Background Over the past 130 years, the field of immunotherapy has progressed to the use of cytokines and of immune checkpoint inhibitors, namely anti-PD-1 and anti-CTLA4. Despite these advances, response rates remain stubbornly low. New immunotherapies that stimulate the immune system in different ways and can synergize with and expand the population of patients who respond to existing immunotherapies are urgently needed. Inimmune has developed and evaluated a novel TLR7/8 agonist as an immunotherapy for cancer.

Methods To test the activity of our novel TLR7/8 agonist, fresh human peripheral blood mononuclear cells (hPBMCs) were collected from healthy adult donors and stimulated with TLR7/8 agonist for 24 hours. Supernatants were then analyzed for cytokine production by ELISA. For pre-clinical murine studies to determine the efficacy of our novel TLR7/8 agonist as a cancer immunotherapy, LLC, B16F10, or MC38 tumor cells were implanted in the flank of C57BL/6 mice. Our novel TLR7/8 agonist was injected IV, SC, IP, or IT on days 5 and 12 post-implantation. For experiments where anti-PD-1 was used, anti-PD-1 was administered via IP injection on days 3, 6, and 9 post-implantation. To investigate changes in immune cell populations in the TME post-treatment, B16F10 tumors were treated with TLR7/8 agonist on days 5 and 12 post-implantation, or anti-PD-1 on days 3, 6, and 9 post-implantation, or both, and were harvested on day 12 post-implantation. Untreated tumors were harvested on day 12 post-implantation as controls. Tumors were disaggregated to single cell suspensions, stained with phenotyping antibodies, and analyzed by flow cytometry.

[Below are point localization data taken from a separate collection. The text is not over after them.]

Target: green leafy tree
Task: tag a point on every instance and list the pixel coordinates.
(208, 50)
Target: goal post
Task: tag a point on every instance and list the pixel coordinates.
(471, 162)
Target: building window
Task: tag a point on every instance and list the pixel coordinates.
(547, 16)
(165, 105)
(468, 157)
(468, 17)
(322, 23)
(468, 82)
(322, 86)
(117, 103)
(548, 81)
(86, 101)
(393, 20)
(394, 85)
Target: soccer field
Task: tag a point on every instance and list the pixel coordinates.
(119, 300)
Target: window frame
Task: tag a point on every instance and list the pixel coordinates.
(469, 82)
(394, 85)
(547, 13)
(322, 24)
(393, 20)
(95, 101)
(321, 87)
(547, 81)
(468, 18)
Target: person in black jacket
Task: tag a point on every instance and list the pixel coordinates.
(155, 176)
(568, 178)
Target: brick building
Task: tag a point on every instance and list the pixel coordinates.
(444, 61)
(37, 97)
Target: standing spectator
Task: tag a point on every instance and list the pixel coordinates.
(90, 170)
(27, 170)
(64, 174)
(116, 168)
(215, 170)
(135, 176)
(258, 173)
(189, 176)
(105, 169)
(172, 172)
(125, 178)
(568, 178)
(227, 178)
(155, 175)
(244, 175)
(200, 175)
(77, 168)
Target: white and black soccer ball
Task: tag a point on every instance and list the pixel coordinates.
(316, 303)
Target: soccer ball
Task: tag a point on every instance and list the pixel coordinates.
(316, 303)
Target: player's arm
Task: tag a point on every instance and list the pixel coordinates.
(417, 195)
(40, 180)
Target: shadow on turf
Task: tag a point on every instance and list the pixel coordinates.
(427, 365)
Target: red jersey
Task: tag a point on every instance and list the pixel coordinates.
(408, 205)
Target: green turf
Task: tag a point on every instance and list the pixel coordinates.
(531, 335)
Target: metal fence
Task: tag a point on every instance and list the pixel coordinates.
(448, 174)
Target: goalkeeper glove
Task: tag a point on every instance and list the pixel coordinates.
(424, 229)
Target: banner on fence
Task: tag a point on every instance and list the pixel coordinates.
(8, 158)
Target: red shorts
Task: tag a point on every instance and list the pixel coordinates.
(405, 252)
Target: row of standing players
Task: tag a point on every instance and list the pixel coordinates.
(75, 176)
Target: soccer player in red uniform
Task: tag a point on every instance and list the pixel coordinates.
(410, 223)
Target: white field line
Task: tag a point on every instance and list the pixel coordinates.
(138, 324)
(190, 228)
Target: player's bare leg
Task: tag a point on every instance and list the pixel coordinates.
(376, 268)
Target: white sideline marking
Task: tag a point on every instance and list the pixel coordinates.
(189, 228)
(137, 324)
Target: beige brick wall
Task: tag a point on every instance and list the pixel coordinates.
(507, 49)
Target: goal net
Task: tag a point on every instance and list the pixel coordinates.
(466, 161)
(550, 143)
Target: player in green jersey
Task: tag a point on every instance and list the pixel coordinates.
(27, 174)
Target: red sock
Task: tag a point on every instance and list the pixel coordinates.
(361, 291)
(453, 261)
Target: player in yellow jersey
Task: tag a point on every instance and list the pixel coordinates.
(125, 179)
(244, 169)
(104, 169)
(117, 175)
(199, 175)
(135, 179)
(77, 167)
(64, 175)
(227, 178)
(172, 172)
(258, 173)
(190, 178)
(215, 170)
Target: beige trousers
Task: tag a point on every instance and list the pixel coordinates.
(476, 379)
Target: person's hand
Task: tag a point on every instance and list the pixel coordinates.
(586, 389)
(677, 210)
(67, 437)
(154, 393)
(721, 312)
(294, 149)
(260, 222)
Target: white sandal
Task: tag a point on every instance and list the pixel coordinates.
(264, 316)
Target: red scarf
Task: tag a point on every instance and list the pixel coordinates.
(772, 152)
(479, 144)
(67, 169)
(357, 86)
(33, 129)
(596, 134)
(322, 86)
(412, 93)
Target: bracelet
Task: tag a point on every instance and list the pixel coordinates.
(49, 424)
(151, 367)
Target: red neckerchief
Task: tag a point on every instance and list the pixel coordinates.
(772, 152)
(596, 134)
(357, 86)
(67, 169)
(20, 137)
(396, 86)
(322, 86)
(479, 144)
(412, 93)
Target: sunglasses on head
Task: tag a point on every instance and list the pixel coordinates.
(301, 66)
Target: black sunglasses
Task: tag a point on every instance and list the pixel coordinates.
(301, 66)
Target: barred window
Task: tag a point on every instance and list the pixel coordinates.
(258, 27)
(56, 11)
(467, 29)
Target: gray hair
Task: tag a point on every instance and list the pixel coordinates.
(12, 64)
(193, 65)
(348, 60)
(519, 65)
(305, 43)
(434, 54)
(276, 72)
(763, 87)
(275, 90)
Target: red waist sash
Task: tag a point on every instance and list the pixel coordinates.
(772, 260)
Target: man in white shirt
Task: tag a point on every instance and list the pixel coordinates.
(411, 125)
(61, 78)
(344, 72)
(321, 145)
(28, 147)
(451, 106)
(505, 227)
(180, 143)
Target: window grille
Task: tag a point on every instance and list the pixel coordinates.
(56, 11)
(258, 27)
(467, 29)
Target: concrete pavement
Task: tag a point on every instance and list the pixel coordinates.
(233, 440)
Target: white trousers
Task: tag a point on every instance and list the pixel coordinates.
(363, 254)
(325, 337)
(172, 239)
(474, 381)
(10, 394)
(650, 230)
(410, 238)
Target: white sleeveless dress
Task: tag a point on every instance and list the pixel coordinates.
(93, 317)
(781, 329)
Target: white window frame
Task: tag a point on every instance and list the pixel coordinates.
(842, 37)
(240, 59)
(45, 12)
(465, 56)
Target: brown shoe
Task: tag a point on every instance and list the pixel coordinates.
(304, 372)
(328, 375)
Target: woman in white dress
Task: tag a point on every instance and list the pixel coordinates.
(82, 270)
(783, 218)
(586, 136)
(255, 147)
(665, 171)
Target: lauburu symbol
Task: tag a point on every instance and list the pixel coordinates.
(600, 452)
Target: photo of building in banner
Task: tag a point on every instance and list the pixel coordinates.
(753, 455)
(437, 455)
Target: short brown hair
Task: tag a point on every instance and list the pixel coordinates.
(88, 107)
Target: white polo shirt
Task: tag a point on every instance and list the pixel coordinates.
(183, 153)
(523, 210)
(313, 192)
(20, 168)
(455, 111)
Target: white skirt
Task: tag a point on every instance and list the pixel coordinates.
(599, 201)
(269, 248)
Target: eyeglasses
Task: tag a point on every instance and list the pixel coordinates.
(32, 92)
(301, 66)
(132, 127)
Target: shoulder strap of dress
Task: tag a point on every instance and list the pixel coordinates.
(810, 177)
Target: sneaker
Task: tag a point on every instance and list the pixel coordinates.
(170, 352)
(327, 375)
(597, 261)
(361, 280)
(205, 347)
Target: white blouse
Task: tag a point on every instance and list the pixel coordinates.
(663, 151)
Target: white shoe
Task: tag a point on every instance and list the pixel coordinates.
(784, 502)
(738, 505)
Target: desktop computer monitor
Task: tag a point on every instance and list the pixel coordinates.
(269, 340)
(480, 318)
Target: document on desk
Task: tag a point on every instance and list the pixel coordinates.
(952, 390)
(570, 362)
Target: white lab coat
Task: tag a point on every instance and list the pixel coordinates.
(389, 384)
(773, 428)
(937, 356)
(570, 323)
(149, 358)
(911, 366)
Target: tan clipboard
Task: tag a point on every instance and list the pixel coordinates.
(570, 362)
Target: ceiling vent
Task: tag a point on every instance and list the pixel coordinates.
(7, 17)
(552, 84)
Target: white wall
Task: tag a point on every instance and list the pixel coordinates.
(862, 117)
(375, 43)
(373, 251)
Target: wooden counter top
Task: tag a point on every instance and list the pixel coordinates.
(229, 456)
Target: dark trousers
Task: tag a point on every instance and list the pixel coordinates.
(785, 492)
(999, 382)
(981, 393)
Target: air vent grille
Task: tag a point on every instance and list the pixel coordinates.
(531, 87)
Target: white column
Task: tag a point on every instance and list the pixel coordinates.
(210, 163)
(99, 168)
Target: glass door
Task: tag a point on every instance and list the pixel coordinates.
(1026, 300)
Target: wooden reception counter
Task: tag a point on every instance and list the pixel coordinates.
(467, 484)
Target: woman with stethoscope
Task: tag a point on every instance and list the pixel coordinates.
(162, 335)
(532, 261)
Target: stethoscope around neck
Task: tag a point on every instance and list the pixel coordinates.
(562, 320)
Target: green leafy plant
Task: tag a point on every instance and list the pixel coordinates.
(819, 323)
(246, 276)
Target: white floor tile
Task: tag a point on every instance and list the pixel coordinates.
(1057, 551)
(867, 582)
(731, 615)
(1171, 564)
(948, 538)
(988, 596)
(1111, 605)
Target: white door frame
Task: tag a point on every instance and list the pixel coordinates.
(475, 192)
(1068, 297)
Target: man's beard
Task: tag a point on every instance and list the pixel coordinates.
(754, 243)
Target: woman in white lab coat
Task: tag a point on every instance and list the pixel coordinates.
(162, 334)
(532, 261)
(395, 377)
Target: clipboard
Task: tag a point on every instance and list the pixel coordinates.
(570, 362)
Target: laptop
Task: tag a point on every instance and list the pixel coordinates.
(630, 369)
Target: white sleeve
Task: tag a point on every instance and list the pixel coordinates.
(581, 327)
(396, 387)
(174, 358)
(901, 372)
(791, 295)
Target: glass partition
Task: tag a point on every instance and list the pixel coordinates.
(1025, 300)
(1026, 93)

Results The lead formulation of our novel TLR7/8 agonist was able to eliminate Lewis Lung Carcinoma (LLC) flank tumors in 80% of mice after just two treatments. Further, as a monotherapy, our novel TLR7/8 agonist slowed growth of MC38 and B16F10 flank tumors and synergized with anti-PD-1 therapy, leading to a 100% rejection rate in MC38 flank tumors and a 75-100% rejection rate in B16F10 tumors when both treatments were used in combination depending on the route of administration and dose schedule. Mechanistically, the combination of our TLR7/8 agonist plus anti-PD-1 lead to increases in monocytes, B cells, and CD8 T cell populations in the TME of B16F10 flank tumors when compared to treatment with TLR7/8 agonist or anti-PD-1 alone.

Conclusions As we advance our novel synthetic TLR7/8 agonist to Phase I clinical trials, these data suggest potential efficacy as a monotherapy or in combination with checkpoint inhibitors in patients with solid tumors.